Design packages in Nelson generally range from NZ$2,320 to NZ$9,140 depending on site size, depth of treatment, and the volume of existing geotechnical data available. A greenfield site on the Waimea Plains requiring new CPT soundings and a MASW survey before grid design will sit at the upper end of that range, while a small infill lot with good existing records comes closer to the lower end.
How do you decide if vibrocompaction will work on a Nelson site?
The key is the fines content. We look for less than 12 to 15 percent passing the 75-micron sieve, a coefficient of uniformity below 3, and a water table deep enough to allow drainage during vibration. The Moutere Gravels often meet these criteria, but the silty lenses near the coast require careful screening with CPT and a few check boreholes.
What verification tests are required after vibrocompaction in Nelson?

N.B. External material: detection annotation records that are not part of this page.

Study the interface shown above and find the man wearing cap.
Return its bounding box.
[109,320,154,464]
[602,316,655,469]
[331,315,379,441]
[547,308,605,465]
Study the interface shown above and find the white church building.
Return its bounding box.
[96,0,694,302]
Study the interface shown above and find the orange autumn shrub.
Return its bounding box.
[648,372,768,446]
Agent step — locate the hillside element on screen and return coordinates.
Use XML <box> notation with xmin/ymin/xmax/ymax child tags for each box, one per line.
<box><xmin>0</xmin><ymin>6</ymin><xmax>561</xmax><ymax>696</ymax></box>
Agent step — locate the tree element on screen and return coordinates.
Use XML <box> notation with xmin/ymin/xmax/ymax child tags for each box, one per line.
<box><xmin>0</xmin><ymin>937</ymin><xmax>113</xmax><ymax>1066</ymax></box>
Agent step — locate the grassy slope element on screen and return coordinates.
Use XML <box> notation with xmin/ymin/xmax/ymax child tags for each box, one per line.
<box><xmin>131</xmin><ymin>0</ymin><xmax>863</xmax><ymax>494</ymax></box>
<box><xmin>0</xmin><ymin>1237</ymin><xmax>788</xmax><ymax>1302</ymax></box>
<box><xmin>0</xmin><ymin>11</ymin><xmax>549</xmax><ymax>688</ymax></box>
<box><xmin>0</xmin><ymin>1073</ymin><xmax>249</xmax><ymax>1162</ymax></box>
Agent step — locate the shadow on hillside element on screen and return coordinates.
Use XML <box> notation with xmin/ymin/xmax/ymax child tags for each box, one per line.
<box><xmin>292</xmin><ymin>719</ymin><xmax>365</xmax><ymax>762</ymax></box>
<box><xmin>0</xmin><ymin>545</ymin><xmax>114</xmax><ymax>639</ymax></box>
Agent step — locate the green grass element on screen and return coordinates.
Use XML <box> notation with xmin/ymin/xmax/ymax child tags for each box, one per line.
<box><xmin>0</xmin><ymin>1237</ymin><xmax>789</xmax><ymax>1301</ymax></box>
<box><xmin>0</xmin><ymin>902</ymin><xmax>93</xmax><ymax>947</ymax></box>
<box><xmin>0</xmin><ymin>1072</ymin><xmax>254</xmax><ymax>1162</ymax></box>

We typically specify a combination of CPT soundings at the centroid of the compaction grid and a before-and-after MASW survey to confirm the increase in shear wave velocity. Where the design is driven by liquefaction resistance, the NZGS guidelines ask for a minimum of one CPT per 200 m² of treated area to check that the target relative density has been achieved consistently.
What is the typical design life for a vibrocompacted foundation in this region?
When designed to achieve a relative density above 70 percent and verified with post-treatment CPT, a vibrocompacted granular foundation in Nelson is expected to perform for the full 50-year design life of the structure without significant settlement, provided the groundwater regime does not change drastically—something we assess during the initial site investigation.